[257] E. g. the Epigram of Martial (VI. 81.) on Charidemus, who according to VI, 56. was a fellator.
[258] Martial, bk. VII. Epigr. 34. 35.,
Inguina succinctus nigra tibi servus aluta
Stat, quoties calidis tota foveris aquis.
(A slave girt about the loins with a pouch of black leather stands by you, as oft as you are washed all over with warm water). Claudian, I. 106.,
Pectebat dominae crines et saepe lavanti
Nudus in argento lympham portabat alumnae.
(He was wont to comb his mistress’hair, and oft when she bathed, naked, he would bring water for his lady in a silver ewer).
[259] Dio Cassius, Histor. bk. XLIX. ch. 43., τά τε βαλανεῖα προῖκα δι’ἔτους καὶ ἀνδράσι καὶ γυναιξὶ λούεσθαι παρέσχε. (And he opened the Baths gratuitously throughout the summer both to men and women). Comp. Pliny. Hist. nat. bk. XXVI. ch. 24. 9. Dio Cassios. LIV. 29.

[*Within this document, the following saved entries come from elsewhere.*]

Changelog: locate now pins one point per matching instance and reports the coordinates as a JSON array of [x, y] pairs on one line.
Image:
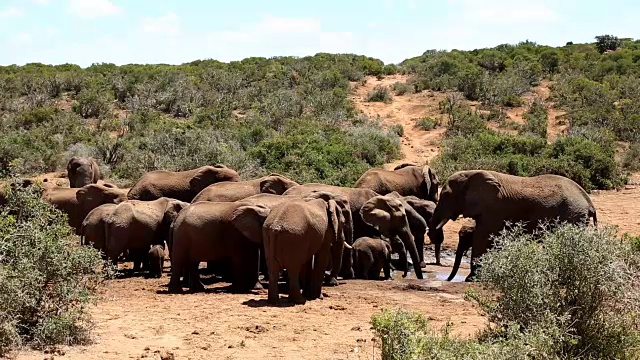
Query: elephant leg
[[294, 285], [195, 285]]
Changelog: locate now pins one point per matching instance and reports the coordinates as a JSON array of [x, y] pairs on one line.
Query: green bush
[[46, 277], [379, 93], [573, 295], [427, 123]]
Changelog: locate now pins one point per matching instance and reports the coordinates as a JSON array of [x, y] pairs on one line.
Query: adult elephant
[[83, 171], [78, 206], [302, 235], [205, 232], [356, 197], [492, 198], [238, 190], [405, 179], [390, 216], [135, 225], [420, 227], [179, 185]]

[260] Plutarch, Cato Major ch. 39., συλλούσασθαι δὲ μηδέποτε· καὶ τούτου κοινὸν ἔθος ἔοικε Ῥωμαίων εἶναι. καὶ γὰρ πενθεροῖς γάμβροι ἐφυλάττοντο συλλούεσθαι, δυσωπούμενοι τὴν ἀποκάλυψιν καὶ γύμνωσιν· εἶτα μέντοι παρ’Ἑλλήνων, τὸ γυμνοῦσθαι μαθόντες αὐτοὶ πάλιν τοῦ καὶ μετὰ γυναικῶν τοῦτο πράσσειν ἀναπεπλήκασι τοὺς Ἑλλήνας. (And never bathed together; indeed the common habit of doing so appears to be of Roman origin. For at first sons-in-law used to guard against bathing with fathers-in-law, feeling shame at such exposure and stripping naked. Later on however having learned the habit of stripping naked from the Greeks, they again in their turn have taught the Greeks that of doing so along with women). The balnea virilia (men’s baths) are mentioned in Aulus Gellius, Noct. Att. X. 3., where he shows that they were also used by women.